Pemerintah tidak memiliki dana sebesar itu untuk membangun infrastruktur. "Tetapi dengan melepas langsung kepada pihak lain juga akan menjadikan masalah yang baru. Jadi memang harus disiapkan mekanismenya," jelasnya.

Konservasi air bisa menjadi jawaban atas masalah-masalah yang muncul belakangan ini. Namun rupanya hal ini belum terlihat dari berbagai upaya yang dilakukan oleh pemerintah atau pihak lain.
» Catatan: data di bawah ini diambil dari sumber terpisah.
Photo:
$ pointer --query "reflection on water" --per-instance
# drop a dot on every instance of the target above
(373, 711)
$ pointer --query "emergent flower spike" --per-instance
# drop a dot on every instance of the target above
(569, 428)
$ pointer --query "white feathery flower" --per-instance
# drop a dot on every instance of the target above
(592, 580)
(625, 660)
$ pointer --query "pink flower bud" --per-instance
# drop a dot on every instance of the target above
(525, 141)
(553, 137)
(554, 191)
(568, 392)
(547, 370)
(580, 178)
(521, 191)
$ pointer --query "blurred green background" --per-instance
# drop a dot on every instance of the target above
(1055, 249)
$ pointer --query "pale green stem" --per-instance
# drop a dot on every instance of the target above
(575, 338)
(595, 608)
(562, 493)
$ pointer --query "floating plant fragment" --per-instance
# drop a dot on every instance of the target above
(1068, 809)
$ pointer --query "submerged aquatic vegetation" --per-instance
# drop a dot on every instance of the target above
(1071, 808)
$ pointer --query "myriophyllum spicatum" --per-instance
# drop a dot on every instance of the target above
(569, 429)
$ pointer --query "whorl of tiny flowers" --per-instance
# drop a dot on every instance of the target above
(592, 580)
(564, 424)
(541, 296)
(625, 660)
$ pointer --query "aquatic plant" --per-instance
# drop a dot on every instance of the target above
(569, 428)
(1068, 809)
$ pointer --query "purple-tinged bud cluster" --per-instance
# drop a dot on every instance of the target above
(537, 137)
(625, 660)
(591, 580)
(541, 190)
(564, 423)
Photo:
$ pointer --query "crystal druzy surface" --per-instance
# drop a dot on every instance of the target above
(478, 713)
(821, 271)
Konservasi air yang bisa dilakukan dengan konservasi hutan dan konservasi daerah-daerah aliran sungai. Tetapi kebijakan yang dimiliki oleh pemerintah pun belum terlihat menguat ke arah sana. Kondisi hutan Indonesia terus menurun. Departemen Kehutanan menyatakan bahwa 43 juta hektare hutan rusak pada tahun 2004.

Hampir seluruh taman nasional yang dimiliki mengalami kemunduran fungsi ekologisnya, akibat kebakar-an hutan ataupun pembalakan liar. Belum lagi kondisi sungai dan lahan basah yang juga terus merosot, sehingga air tidak lagi memiliki shelter-nya.

Sejumlah pihak pun mengedepankan solusi krisis air melalui pembangunan akses-akses mendapatkan air, baik untuk irigasi pertanian ataupun air bersih, tetapi cenderung melupakan masalah konservasinya. Padahal tanpa adanya konservasi, akses-akses mendapatkan air bersih akan semakin mahal harganya.

Dana yang dikeluarkan pemerintah untuk pembangunan dan perbaikan taman nasional sebesar Rp 12 miliar, sedangkan dana untuk membuat infrastruktur akses air mencapai puluhan triliun rupiah. Biaya mahal yang harus ditanggung bersama harus dipersiapkan sejak sekarang. Masalah air pun menjadi masalah bersama. Hak atas air dan tanggung jawab atas air adalah hak dan tanggung jawab bersama. Jadi, mencari air yang jernih, mungkinkah?